The garages were full of the usual people, nowhere else to be. A bartender whistled at Tay as she hurried past, but she ignored his wave and kept her head down. Faces turned at her passage, remarking on her dishevelled look but Tay refused to meet their gaze. She wanted to be up in her flat, a blanket pulled over her head, and the world on the other side of a locked door.
She wasn’t in the right mind to talk to anyone. A steadily growing headache demanded attention along with a leg that seemed to hurt in every spot other than the bullet wound. She needed painkillers, she wanted something that would quiet the noise in her head and allow her to sleep for a day.
Jens’ garage was shut up, but she banged on the door, almost crying as a sense of abandonment flooded her. She wanted family, for someone to pick her up and to make everything better, for her problems to be someone else’s. She wanted what the voice was promising.
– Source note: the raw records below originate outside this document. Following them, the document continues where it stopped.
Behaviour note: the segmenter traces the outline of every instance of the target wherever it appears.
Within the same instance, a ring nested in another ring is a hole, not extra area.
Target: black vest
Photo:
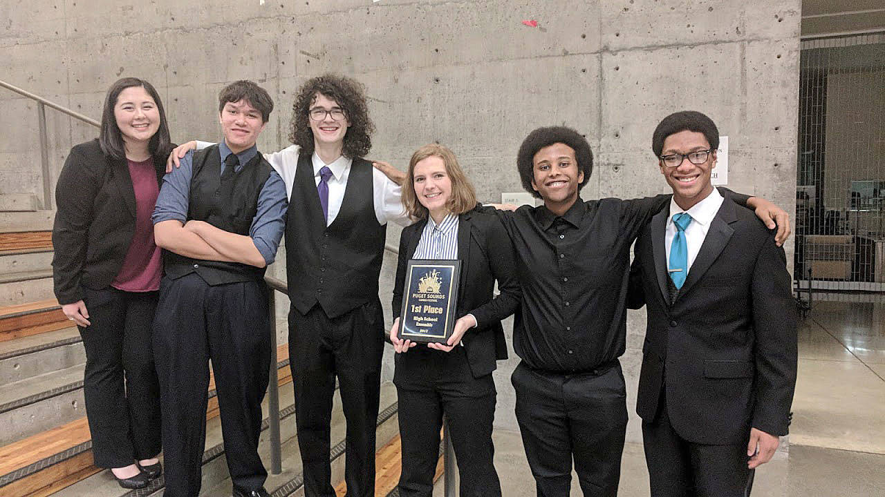
[[[289,297],[302,314],[317,302],[336,317],[378,298],[387,225],[373,203],[372,164],[353,159],[344,199],[326,226],[311,154],[298,155],[286,223]]]
[[[218,145],[212,145],[194,154],[193,166],[188,220],[205,221],[224,231],[248,235],[271,164],[259,152],[222,184],[221,157]],[[215,286],[260,280],[265,275],[263,267],[192,259],[169,250],[163,253],[166,276],[173,279],[196,272]]]

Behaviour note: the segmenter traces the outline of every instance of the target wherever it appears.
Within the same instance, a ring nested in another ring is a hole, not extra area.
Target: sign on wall
[[[716,167],[710,176],[713,185],[728,184],[728,137],[720,136],[720,148],[716,152]]]

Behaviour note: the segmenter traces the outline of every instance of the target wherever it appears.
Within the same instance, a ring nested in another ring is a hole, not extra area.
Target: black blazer
[[[726,195],[671,306],[668,217],[667,208],[643,229],[630,268],[629,306],[648,306],[636,412],[654,419],[663,383],[670,422],[687,440],[746,443],[750,427],[786,434],[796,316],[783,248]]]
[[[427,224],[427,220],[422,219],[404,228],[400,235],[393,291],[395,319],[403,305],[406,266]],[[507,358],[501,320],[516,310],[520,298],[513,246],[497,217],[475,210],[458,216],[458,258],[461,261],[461,279],[456,315],[473,314],[476,317],[477,327],[468,330],[461,341],[473,378],[481,378],[495,371],[496,360]],[[496,279],[500,294],[492,298]]]
[[[157,184],[165,157],[155,157]],[[126,160],[105,156],[98,139],[71,149],[56,185],[52,226],[54,290],[58,303],[83,298],[83,287],[101,289],[123,265],[135,233],[135,192]]]

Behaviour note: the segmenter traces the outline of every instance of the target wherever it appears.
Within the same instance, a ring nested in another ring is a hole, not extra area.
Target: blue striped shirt
[[[427,225],[415,248],[416,259],[458,258],[458,216],[449,213],[439,225],[427,217]]]

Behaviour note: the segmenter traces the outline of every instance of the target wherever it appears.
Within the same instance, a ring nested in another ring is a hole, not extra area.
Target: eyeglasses
[[[332,116],[333,121],[342,121],[346,118],[344,116],[344,111],[335,107],[331,111],[327,111],[326,109],[320,107],[314,107],[308,111],[311,119],[315,121],[321,121],[326,119],[327,115]]]
[[[670,154],[668,156],[661,156],[658,158],[660,158],[661,161],[664,163],[664,165],[667,167],[677,167],[679,166],[679,164],[682,164],[682,161],[685,160],[686,158],[688,158],[689,162],[690,162],[691,164],[695,165],[700,165],[707,162],[707,157],[710,157],[710,154],[712,151],[713,149],[710,149],[707,150],[696,150],[694,152],[689,152],[688,154]]]

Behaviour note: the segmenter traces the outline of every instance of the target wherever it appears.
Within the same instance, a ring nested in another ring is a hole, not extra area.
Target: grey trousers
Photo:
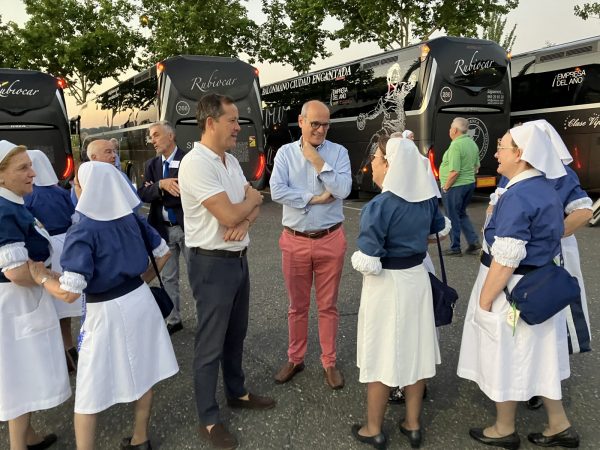
[[[188,249],[185,246],[185,234],[179,225],[167,228],[169,233],[169,250],[171,257],[160,272],[160,276],[165,285],[165,289],[171,300],[173,300],[173,311],[167,317],[167,323],[173,324],[181,322],[181,299],[179,296],[179,255],[183,254],[183,259],[188,260]]]
[[[242,369],[248,329],[250,278],[248,261],[189,253],[188,274],[196,300],[198,327],[194,344],[194,391],[202,425],[219,423],[216,399],[219,366],[225,395],[246,394]]]

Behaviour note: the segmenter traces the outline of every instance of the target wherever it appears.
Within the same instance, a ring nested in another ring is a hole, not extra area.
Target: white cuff
[[[526,245],[527,241],[520,239],[494,236],[494,261],[506,267],[519,267],[519,263],[527,256]]]
[[[452,229],[452,222],[450,222],[450,219],[448,219],[446,216],[444,216],[444,228],[442,229],[442,231],[438,231],[438,235],[440,237],[444,237],[447,236],[448,233],[450,233],[450,230]],[[435,239],[435,233],[430,234],[427,239]]]
[[[490,205],[496,206],[500,196],[506,192],[506,188],[496,188],[496,191],[490,194]]]
[[[165,242],[164,239],[160,240],[160,244],[154,250],[152,250],[152,254],[155,258],[160,258],[161,256],[165,256],[169,252],[169,246]]]
[[[16,269],[27,263],[29,255],[25,248],[25,242],[13,242],[0,247],[0,268],[2,272]]]
[[[83,275],[74,272],[63,272],[59,278],[60,288],[63,291],[72,292],[74,294],[81,294],[87,287],[87,282]]]
[[[352,255],[352,267],[363,275],[378,275],[381,272],[381,260],[378,256],[365,255],[357,250]]]
[[[589,197],[583,197],[573,200],[565,207],[565,214],[571,214],[577,209],[592,209],[592,199]]]

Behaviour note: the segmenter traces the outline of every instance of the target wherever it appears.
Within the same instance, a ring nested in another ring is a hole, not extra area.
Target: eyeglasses
[[[315,120],[313,122],[309,122],[309,124],[313,130],[318,130],[321,127],[323,127],[324,130],[329,128],[329,122],[318,122]]]

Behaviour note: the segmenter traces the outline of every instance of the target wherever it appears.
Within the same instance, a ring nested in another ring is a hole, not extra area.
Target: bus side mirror
[[[69,119],[69,128],[71,130],[71,134],[79,135],[79,130],[81,128],[81,116],[71,117]]]

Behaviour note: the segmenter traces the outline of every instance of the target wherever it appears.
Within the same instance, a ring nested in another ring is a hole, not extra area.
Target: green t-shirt
[[[479,148],[470,136],[463,134],[450,143],[440,165],[440,183],[446,184],[451,171],[458,172],[452,186],[475,183],[475,171],[479,168]]]

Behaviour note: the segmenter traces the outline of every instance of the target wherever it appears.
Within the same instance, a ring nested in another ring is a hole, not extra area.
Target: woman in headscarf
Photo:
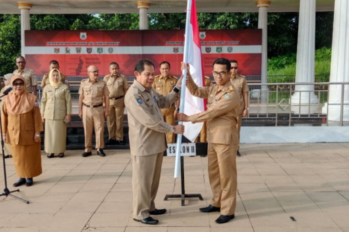
[[[36,96],[25,91],[25,80],[15,75],[12,91],[5,97],[1,112],[2,137],[11,145],[13,163],[19,179],[13,184],[33,184],[33,177],[42,173],[40,131],[43,130]]]
[[[45,86],[41,98],[41,117],[45,122],[45,151],[47,158],[54,154],[64,157],[67,123],[71,120],[72,101],[69,88],[60,80],[59,71],[49,74],[50,84]]]
[[[0,96],[2,96],[3,95],[4,91],[8,89],[11,86],[11,78],[13,76],[13,73],[8,73],[4,76],[3,83],[5,86],[1,89],[0,91]],[[4,98],[5,97],[3,97]],[[2,99],[3,101],[3,99]],[[3,104],[3,102],[2,101],[0,102],[0,110],[2,111],[2,105]],[[3,145],[3,151],[5,153],[5,158],[10,158],[12,157],[11,153],[11,148],[10,147],[10,145],[7,143],[5,143]],[[1,144],[0,144],[0,152],[2,152],[1,148]]]

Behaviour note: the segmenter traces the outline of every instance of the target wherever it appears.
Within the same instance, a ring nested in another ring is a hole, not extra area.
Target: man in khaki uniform
[[[36,86],[38,81],[36,80],[35,73],[32,69],[25,67],[25,59],[22,56],[18,56],[16,58],[16,65],[18,67],[13,71],[14,75],[20,75],[25,79],[25,91],[28,93],[32,93],[36,96]]]
[[[240,99],[229,81],[229,61],[218,58],[213,66],[217,84],[210,86],[198,87],[188,72],[188,89],[193,95],[207,99],[207,110],[189,116],[180,113],[178,118],[193,123],[207,121],[208,176],[213,196],[211,204],[200,210],[205,213],[220,211],[216,222],[223,223],[234,218],[236,205],[236,124]]]
[[[250,91],[250,89],[248,88],[248,86],[247,85],[246,77],[238,74],[238,62],[235,59],[231,60],[230,61],[230,65],[231,65],[231,67],[230,68],[230,71],[231,71],[230,81],[236,89],[236,91],[239,94],[240,97],[238,118],[237,125],[238,137],[239,143],[240,131],[241,123],[242,122],[242,117],[247,116],[248,112],[248,91]],[[241,155],[239,152],[239,149],[240,146],[238,145],[238,151],[236,153],[236,155],[238,156],[240,156]]]
[[[161,74],[155,77],[153,87],[155,88],[156,92],[166,96],[172,91],[178,79],[171,74],[170,63],[167,61],[163,61],[160,63],[160,72]],[[168,109],[161,109],[164,120],[172,126],[174,125],[175,122],[174,114],[176,110],[174,104]],[[174,142],[174,136],[173,133],[166,133],[166,141],[169,143]]]
[[[51,71],[53,69],[57,69],[58,70],[59,70],[59,64],[58,63],[58,62],[54,60],[52,60],[50,62],[50,70]],[[68,89],[69,89],[70,86],[69,85],[69,82],[68,81],[68,79],[66,77],[65,75],[62,73],[60,72],[60,73],[61,76],[60,79],[61,82],[63,84],[65,84],[67,85]],[[41,81],[41,85],[40,85],[43,90],[45,86],[49,83],[50,80],[49,80],[49,73],[45,73],[43,76],[43,80]]]
[[[166,212],[165,209],[156,209],[154,202],[167,146],[165,133],[183,134],[184,129],[183,125],[164,122],[160,108],[170,107],[178,99],[181,79],[164,96],[152,86],[155,71],[151,61],[141,59],[135,70],[136,80],[125,96],[132,160],[133,216],[135,221],[154,225],[159,221],[150,215]]]
[[[92,153],[92,130],[94,126],[96,135],[96,149],[97,154],[105,156],[104,133],[104,117],[109,115],[109,91],[105,82],[98,78],[98,70],[94,65],[87,68],[89,78],[81,81],[79,89],[79,116],[82,119],[85,134],[85,157]]]
[[[106,83],[110,93],[109,115],[107,118],[109,140],[106,144],[115,143],[123,145],[124,97],[128,89],[128,84],[126,77],[120,74],[117,63],[111,63],[109,71],[110,74],[103,79]]]

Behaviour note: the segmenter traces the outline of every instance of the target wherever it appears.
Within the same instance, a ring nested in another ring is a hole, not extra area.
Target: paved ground
[[[0,232],[349,232],[349,144],[244,144],[237,158],[238,190],[235,219],[222,225],[219,213],[199,212],[209,203],[207,159],[185,157],[187,193],[204,200],[164,201],[180,192],[174,158],[165,157],[156,203],[168,213],[146,226],[131,215],[132,164],[129,151],[83,158],[69,151],[64,159],[43,153],[44,173],[35,185],[15,194],[29,200],[0,200]],[[10,189],[17,177],[11,159]],[[3,174],[0,178],[3,178]],[[2,188],[3,181],[0,181]],[[290,218],[293,217],[294,221]]]

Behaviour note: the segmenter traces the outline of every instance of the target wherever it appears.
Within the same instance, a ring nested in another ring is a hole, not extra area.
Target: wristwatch
[[[174,86],[174,87],[173,87],[173,90],[178,94],[179,93],[179,91],[180,90],[180,89],[178,87],[177,87],[177,86]]]

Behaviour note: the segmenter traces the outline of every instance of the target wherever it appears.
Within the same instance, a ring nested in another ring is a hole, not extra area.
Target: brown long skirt
[[[19,177],[30,178],[42,173],[39,143],[33,145],[11,144],[11,151]]]

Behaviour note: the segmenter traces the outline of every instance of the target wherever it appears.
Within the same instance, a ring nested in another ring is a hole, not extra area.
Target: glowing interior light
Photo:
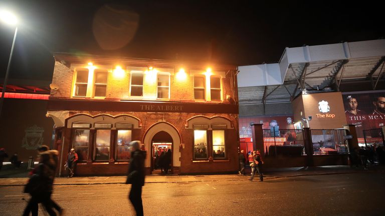
[[[8,24],[15,26],[18,23],[18,18],[10,12],[2,10],[0,10],[0,20]]]
[[[124,73],[124,70],[122,69],[122,67],[120,66],[116,66],[114,70],[114,76],[117,78],[123,78],[124,77],[125,74]]]
[[[184,80],[186,79],[187,75],[184,72],[184,69],[181,68],[179,70],[179,72],[176,73],[176,78],[179,80]]]
[[[205,74],[206,74],[206,76],[210,77],[212,74],[211,73],[211,68],[208,68],[207,69],[206,69],[206,72],[205,72]]]

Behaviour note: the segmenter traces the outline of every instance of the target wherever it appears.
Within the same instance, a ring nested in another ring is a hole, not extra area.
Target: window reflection
[[[225,130],[213,130],[213,158],[225,158]]]
[[[129,143],[131,141],[131,130],[118,130],[116,142],[116,160],[128,160],[130,159]]]
[[[207,158],[207,132],[194,130],[194,158]]]
[[[75,130],[73,146],[78,154],[79,161],[86,160],[88,158],[89,138],[89,129]]]
[[[110,140],[111,130],[96,130],[95,143],[95,160],[108,160],[110,156]]]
“They’ve gone, cleared out,” a man shouted from across the way. He set a paper plate in front of a customer and then stopped to take a good look at Tay. “Have you been in the cells?”
Tay mumbled something and then hurried off, turning left, away from the market and into the darker part of the underground. The place where the drug dealers gathered, enough custom for them to stand together, all the same supplier anyway.
Predatory eyes watched her from the dark and she faltered, too far in to turn back, too weak to run the gauntlet. Within moments she had made the deal, a vial of phreno dropped in her carrier bag, and she was limping away before she even realised what she had done.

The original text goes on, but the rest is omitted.